La Banque Mondiale a bien compris, tout l’intérêt qu’il y a à travailler en équipe, à réfléchir, à être créatif, car les dominants ont toujours utilisé l’imaginaire des dominés à leur profit8, dans un management de la promotion individuelle, dans une religiosité de la concurrence entre travailleurs, dans un collectif où l’on flingue le concurrent, où l’on se flingue aussi (France Télécom), aboutissement ultime de la guerre de tous contre tous qui commence doucement et invisiblement à l’école de la République. Allons nous nous replier sur ce qu’il y a de plus sélectif, ringard et formaté sous prétexte que nos adversaires se sont saisis de ce qu’il y avait de plus novateur pour leur propre compte ? Leur pédagogie n’a jamais été un outil de la promotion collective, un outil “susceptible d’aider des classes dominées à développer les savoirs qui transformeraient la nature inégalitaire du système social9.La pédagogie du projet géré par les enfants n’est pas récupérée dans les managements productivistes, la classe coopérative non plus ! Des pédagogies nouvelles10 visaient la promotion collective des enfants du peuple et leur maîtrise du réel : elles apprenaient les plantes avec des maraîchers, le bois avec des menuisiers, l’écriture avec des écrivains, réalisaient le journal du quartier avec ses habitants…etc.
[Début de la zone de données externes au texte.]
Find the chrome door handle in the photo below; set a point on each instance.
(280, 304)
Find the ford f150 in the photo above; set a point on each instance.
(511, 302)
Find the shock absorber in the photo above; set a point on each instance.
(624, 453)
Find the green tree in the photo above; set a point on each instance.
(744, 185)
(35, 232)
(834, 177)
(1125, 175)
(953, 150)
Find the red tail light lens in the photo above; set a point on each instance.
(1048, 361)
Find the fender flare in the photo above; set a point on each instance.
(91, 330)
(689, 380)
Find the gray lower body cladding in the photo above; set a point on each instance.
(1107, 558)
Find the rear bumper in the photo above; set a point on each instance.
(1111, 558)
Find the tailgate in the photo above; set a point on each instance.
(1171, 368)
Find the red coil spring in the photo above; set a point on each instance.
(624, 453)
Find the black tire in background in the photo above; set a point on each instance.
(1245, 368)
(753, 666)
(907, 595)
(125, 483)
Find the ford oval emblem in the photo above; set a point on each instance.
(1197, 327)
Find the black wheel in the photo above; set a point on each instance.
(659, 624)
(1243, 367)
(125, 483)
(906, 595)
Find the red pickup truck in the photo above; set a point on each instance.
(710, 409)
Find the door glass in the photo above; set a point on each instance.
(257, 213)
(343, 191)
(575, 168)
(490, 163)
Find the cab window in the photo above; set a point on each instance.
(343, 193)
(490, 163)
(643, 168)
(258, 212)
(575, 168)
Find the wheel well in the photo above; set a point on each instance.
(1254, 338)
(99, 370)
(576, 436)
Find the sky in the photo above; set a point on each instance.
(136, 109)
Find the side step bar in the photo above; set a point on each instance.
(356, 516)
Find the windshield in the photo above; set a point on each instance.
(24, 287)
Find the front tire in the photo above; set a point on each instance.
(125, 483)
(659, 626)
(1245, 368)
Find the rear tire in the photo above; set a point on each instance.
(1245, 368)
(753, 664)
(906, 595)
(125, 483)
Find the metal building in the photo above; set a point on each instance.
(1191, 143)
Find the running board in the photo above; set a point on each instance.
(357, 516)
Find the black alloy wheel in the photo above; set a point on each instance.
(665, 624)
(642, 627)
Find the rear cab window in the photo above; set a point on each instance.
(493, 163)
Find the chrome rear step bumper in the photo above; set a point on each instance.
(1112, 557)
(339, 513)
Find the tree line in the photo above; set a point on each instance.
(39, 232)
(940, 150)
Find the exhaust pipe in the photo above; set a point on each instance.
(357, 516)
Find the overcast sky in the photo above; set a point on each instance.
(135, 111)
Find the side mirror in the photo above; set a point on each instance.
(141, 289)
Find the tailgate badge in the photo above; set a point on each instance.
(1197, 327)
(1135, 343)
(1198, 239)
Toute école, collège, lycée devrait avoir ses ateliers, son jardin, son centre documentaire, son labo, devrait travailler avec des entreprises, artisans et coopératives. L’école est à concevoir comme un agent de développement local humain et solidaire, via la mutualisation des savoirs, un acteur culturel productif pour la transition face aux effondrements climatique, alimentaire, économique, moraux, un agent de la construction d’un monde meilleur respectueux de la nature. Les « élites » ont fait de l’apprentissage un processus individuel et sélectif lié à la souffrance et à l’angoisse de perdre pour la majorité, alors qu’il devrait être, pour tous, un processus lié au plaisir, à l’action, à la transformation, à la coopération, au bonheur, et ce tout au long de la vie.
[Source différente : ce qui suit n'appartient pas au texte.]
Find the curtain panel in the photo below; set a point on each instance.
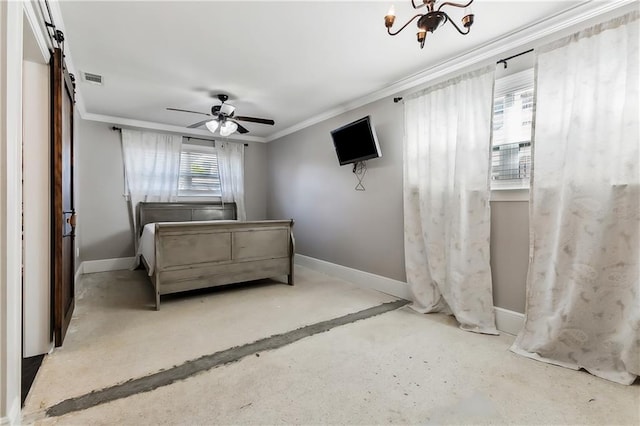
(151, 166)
(231, 166)
(446, 199)
(583, 291)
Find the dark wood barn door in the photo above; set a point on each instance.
(63, 220)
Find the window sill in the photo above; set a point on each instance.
(510, 195)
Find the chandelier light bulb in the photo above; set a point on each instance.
(432, 18)
(392, 11)
(390, 17)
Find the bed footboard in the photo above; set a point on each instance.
(194, 255)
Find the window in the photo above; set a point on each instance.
(512, 120)
(199, 174)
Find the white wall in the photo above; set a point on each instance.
(11, 20)
(37, 211)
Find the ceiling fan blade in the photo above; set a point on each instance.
(241, 129)
(198, 124)
(185, 110)
(255, 120)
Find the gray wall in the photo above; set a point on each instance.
(104, 230)
(333, 221)
(103, 218)
(364, 230)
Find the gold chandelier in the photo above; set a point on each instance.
(430, 20)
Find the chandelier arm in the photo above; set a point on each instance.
(454, 24)
(448, 3)
(405, 25)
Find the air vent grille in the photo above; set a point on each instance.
(92, 78)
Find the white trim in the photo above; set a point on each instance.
(103, 265)
(360, 278)
(507, 321)
(490, 51)
(13, 418)
(510, 195)
(79, 272)
(139, 124)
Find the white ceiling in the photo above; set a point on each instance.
(289, 61)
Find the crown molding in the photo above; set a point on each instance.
(139, 124)
(490, 51)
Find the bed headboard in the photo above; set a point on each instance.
(184, 212)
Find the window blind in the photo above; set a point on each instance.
(199, 174)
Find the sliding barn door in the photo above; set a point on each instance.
(63, 220)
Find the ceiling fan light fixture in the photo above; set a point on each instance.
(212, 125)
(227, 109)
(227, 128)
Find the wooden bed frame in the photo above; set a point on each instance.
(206, 253)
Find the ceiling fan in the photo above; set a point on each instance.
(222, 116)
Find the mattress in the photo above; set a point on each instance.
(146, 246)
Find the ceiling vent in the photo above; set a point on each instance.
(92, 78)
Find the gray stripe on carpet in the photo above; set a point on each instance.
(207, 362)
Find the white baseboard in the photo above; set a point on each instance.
(360, 278)
(506, 321)
(509, 321)
(13, 416)
(91, 266)
(79, 272)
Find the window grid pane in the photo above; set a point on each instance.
(511, 143)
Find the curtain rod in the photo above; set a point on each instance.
(501, 61)
(504, 61)
(114, 128)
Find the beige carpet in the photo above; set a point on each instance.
(397, 367)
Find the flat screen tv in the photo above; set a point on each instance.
(356, 142)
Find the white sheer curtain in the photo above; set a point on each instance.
(231, 166)
(583, 296)
(151, 166)
(446, 199)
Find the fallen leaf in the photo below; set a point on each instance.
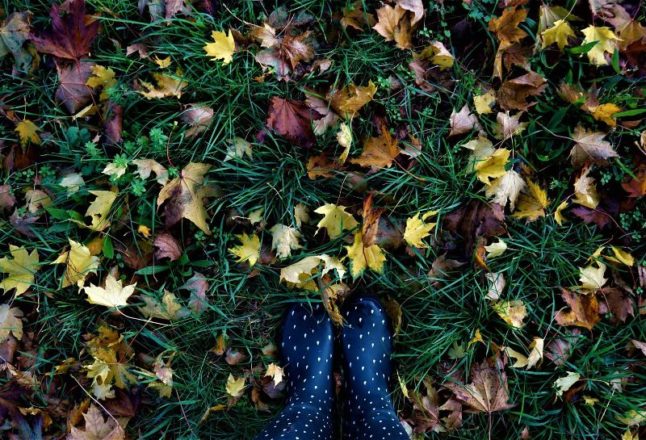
(378, 152)
(114, 294)
(292, 120)
(19, 270)
(335, 220)
(606, 41)
(79, 264)
(222, 48)
(71, 36)
(590, 146)
(184, 196)
(584, 310)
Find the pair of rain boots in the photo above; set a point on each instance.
(307, 351)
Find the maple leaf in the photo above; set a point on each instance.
(487, 391)
(10, 322)
(27, 132)
(505, 189)
(463, 121)
(222, 48)
(349, 100)
(79, 263)
(71, 36)
(166, 85)
(114, 294)
(378, 152)
(363, 257)
(284, 240)
(532, 203)
(293, 120)
(592, 278)
(72, 91)
(417, 229)
(493, 166)
(394, 25)
(590, 146)
(584, 310)
(512, 312)
(335, 220)
(20, 269)
(559, 33)
(248, 250)
(606, 41)
(97, 428)
(235, 387)
(184, 196)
Joël Feydel, André Duny, du Collectif de la CEN*

* La CEN ou coordination de la nouvelle éducation populaire

1 – Le Sarkophage N°14, page 7, sous la plume de Nico Hirtt

2 – Le Sarkophage N°14, page 5, sous la plume de Mireille Popelin, FSU

3 – « Pédagogie des opprimés », Paulo Freire

4 – « L’école de Jules Ferry par ceux qui la transforment » Jean Foucambert, Edwy Plenel

5 – « La note, un engrais qui ronge » André Duny (Cahier de la CEN ,disponible sur www.la-cen.org)

6 – La CEN à Beaubrun : séminaire « nouvelles méthodes contre l’échec scolaire »

7 – « Le crépuscule de Prométhée », François Flahaut

8 – « Eloge de la fuite », Henri Laborit

9 – J.Foucambert, op.cit

10 – « L’école moderne », C.Freinet

A TITRE ILLUSTRATIF, ECOLE MATERNELLE DE LYON…A VÔMIR !

Chers Parents,

Votre enfant a été testé individuellement pour évaluer sa capacité à retenir le vocabulaire anglais.

Ensuite, chaque fiche dans ce livre est notée V+ travail supérieur, V travail suffisant, V- travail insuffisant.Les notes indiquent la capacité de votre enfant à suivre le cours, à participer en classe et son attention(ce jour là).

A partir de la grande section, des certificats de performance seront donnés aux trois premiers élèves de la classe et des certificats de mérite en conduite seront donnés aux plus responsables au niveau conduite pendant la classe de français et d’anglais.